Voluntary licensing where rights-holders can opt-in is a fairer and more feasible solution, offering mutual benefit to both the content and AI industries. A growing voluntary licensing market exists for print, AV and music content—but AI developers have been slow to respond, a key reason being the mixed signals they are receiving from various governments. Rather than negotiate, the AI industry would rather push for a broad exemption legalizing the practice of helping themselves to protected content owned by others. The pretexts advanced are either a) they are not really copying (just turning content into data tokens is the argument) or, b) if they are, they should be allowed to continue doing so in the name of “innovation”. There is also the implicit threat that if laws and regulations are too protective of the creative sector, AI development funds will go elsewhere, to more compliant jurisdictions.

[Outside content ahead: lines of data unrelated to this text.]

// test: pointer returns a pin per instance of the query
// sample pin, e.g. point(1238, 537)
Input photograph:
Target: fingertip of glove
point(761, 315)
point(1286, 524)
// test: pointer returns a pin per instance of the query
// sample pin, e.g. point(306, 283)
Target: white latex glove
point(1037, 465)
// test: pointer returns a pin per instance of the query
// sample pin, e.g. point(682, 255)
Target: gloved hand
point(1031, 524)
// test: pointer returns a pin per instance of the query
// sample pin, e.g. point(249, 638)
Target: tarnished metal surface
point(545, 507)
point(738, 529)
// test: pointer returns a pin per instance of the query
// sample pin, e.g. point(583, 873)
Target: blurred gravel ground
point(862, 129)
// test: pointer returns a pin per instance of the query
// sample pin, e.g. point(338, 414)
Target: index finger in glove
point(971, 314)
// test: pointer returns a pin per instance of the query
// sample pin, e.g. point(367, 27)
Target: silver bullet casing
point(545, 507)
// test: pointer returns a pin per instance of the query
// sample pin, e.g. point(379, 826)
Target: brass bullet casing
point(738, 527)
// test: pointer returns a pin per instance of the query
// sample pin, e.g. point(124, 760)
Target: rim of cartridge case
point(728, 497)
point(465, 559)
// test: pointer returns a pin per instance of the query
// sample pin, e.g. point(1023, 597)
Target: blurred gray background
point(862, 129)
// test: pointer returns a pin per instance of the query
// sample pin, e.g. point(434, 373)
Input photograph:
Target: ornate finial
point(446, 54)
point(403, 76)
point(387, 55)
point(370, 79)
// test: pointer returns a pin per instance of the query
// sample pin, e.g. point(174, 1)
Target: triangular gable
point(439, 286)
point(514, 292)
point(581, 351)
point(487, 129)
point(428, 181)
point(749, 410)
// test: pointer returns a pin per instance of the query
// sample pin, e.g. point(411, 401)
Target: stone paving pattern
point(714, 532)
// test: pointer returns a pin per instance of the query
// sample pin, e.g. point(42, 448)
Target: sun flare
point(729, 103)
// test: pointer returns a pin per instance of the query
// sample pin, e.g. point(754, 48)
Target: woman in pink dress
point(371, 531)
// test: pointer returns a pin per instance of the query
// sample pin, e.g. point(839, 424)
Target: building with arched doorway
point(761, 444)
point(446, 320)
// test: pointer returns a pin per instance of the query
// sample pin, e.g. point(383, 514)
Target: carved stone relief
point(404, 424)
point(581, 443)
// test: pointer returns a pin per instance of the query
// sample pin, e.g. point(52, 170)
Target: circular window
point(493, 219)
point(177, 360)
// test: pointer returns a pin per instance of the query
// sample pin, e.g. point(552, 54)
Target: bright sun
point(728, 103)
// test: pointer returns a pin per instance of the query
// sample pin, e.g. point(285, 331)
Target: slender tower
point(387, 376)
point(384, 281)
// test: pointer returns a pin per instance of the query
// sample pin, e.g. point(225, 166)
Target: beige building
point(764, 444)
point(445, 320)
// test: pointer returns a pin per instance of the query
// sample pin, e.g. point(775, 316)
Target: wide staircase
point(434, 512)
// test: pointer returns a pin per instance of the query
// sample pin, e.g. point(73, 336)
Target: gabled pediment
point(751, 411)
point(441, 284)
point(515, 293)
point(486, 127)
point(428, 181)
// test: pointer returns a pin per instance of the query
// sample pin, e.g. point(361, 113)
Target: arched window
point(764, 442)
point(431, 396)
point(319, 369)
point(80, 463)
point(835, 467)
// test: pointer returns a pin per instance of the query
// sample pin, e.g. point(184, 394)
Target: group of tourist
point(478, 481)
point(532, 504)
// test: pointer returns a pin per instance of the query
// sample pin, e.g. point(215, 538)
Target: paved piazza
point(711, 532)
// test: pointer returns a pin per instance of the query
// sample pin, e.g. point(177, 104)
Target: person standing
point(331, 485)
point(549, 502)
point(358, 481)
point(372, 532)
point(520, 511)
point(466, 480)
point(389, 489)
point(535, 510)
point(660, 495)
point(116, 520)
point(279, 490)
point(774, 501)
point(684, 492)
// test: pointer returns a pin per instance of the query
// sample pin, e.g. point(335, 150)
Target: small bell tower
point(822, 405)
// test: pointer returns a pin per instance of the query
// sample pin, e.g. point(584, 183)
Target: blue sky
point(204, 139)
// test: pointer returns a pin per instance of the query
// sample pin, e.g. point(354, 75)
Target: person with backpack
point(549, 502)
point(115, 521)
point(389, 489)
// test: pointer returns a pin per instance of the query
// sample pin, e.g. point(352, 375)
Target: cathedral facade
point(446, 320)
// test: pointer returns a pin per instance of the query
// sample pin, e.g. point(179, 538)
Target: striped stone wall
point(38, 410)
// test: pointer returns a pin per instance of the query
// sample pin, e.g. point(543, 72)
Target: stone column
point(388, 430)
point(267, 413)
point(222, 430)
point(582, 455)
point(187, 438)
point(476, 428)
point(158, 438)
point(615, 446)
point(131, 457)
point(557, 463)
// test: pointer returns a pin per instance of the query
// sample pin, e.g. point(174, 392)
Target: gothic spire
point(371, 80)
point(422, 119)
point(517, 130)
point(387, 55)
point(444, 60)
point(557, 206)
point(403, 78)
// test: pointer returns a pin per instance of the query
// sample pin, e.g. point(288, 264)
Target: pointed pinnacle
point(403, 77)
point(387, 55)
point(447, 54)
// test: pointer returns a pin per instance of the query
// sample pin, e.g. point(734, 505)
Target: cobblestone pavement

This argument does not hold water as many factors go into making investment decisions regarding facilities such as data centres, notably the availability and cost of talent, land, power, etc. It is worth noting that while Malaysia does not have a TDM exception in its copyright law (whereas Singapore does), investment is pouring into Johore Bahru–just across the causeway from Singapore–because of Malaysia’s relative competitive advantage in input costs. The AI industry’s “fear factor” threatens to start a race to the bottom as governments around the world don’t want to be left behind as the AI race heats up. While it is clear that AI will transform some industries and has the potential to increase productivity in many areas, it may lead to more job losses than gains whereas the cultural sector is both a key economic driver in all the Asian economies in question and an important pillar of national identity.

India

India is a good case in point. It is a well known cultural and technological powerhouse with a creative economy that was estimated by WIPO to be valued at over $30 billion (USD) in 2023, with 20% growth in creative exports generating over $11 billion. Prime Minister Modi has called on the creative sector to further increase its share of GDP. Yet the TDM issue has raised its head in India, especially after OpenAI was sued by several Indian media entities for copyright infringement. In May Reuters reported that the Ministry of Commerce had set up an expert panel to examine the AI training issue. Both domestic and international content industries in India are concerned that creation of a TDM copyright exception or widening of compulsory licensing in India’s copyright law will undermine the incentive to create new content, and stall the development of a voluntary licensing market for AI training. Careless implementation of TDM or bringing in a misplaced compulsory licensing regime risks throwing out the baby with the bathwater.

Malaysia

As in India, AI industry lobbyists in Malaysia have called for implementation of a TDM exception. The case of neighbouring Singapore is often cited, but Singapore is a particularly poor example to follow. Singapore’s overly-broad TDM exceptions, referred to locally as exceptions to facilitate “computational data analysis”, combined with severe limitations on use of contract law to control access to copyright protected works, have weakened Singapore’s creative sector and held back the development of licensing options. There is no need for introduction of a TDM exception in Malaysia. Kuala Lumpur can distinguish itself by offering an appropriate balance between AI development and fostering important cultural industries, encouraging the development of a mutually beneficial licensing market. Its other attributes have helped it to successfully attract significant high-tech investment without undermining its investment in content creation.

Japan

Japan, which has a TDM exception in its copyright law, is often held out by AI developers as a model for the kind of copyright law they would like to see replicated elsewhere, but the impression that anything goes in Japan with respect to use of copyrighted content is mistaken and based on misunderstandings. As I outlined in a blog post last year (Japan’s Text and Data Mining (TDM) Copyright Exception for AI Training: A Needed and Welcome Clarification from the Responsible Agency), Japan’s TDM exception does not apply if the user of the copyrighted data “enjoys” the content. As an example, this means that if a user derives benefit through using the copied material to create outputs based on the reproduced content, the TDM exception does not apply. As this website succinctly puts it, “Expressive intent invalidates the safe harbour.” As is the case elsewhere, the limits of the law are being tested in court. Yomiuri Shinbun, Japan’s largest paper, as well as Nikkei and Asahi Shinbun, are suing Perplexity AI for copyright infringement in Tokyo District Court. Meanwhile a market for licensing content is beginning to develop.

Korea

Korean content companies are also turning to the courts for redress against unrestricted copying by digital platforms. Korea’s three terrestrial broadcasters, KBS, MBC, and SBS filed suit in January against Korean tech giant Naver claiming the platform used their news content to train its AI application. The broadcasters had earlier put Naver on notice not to use their content without permission. Naver is, broadly speaking, the Korean version of Google. It has recently been reported that more lawsuits are pending against Naver, this time from the Korean Newspaper Association.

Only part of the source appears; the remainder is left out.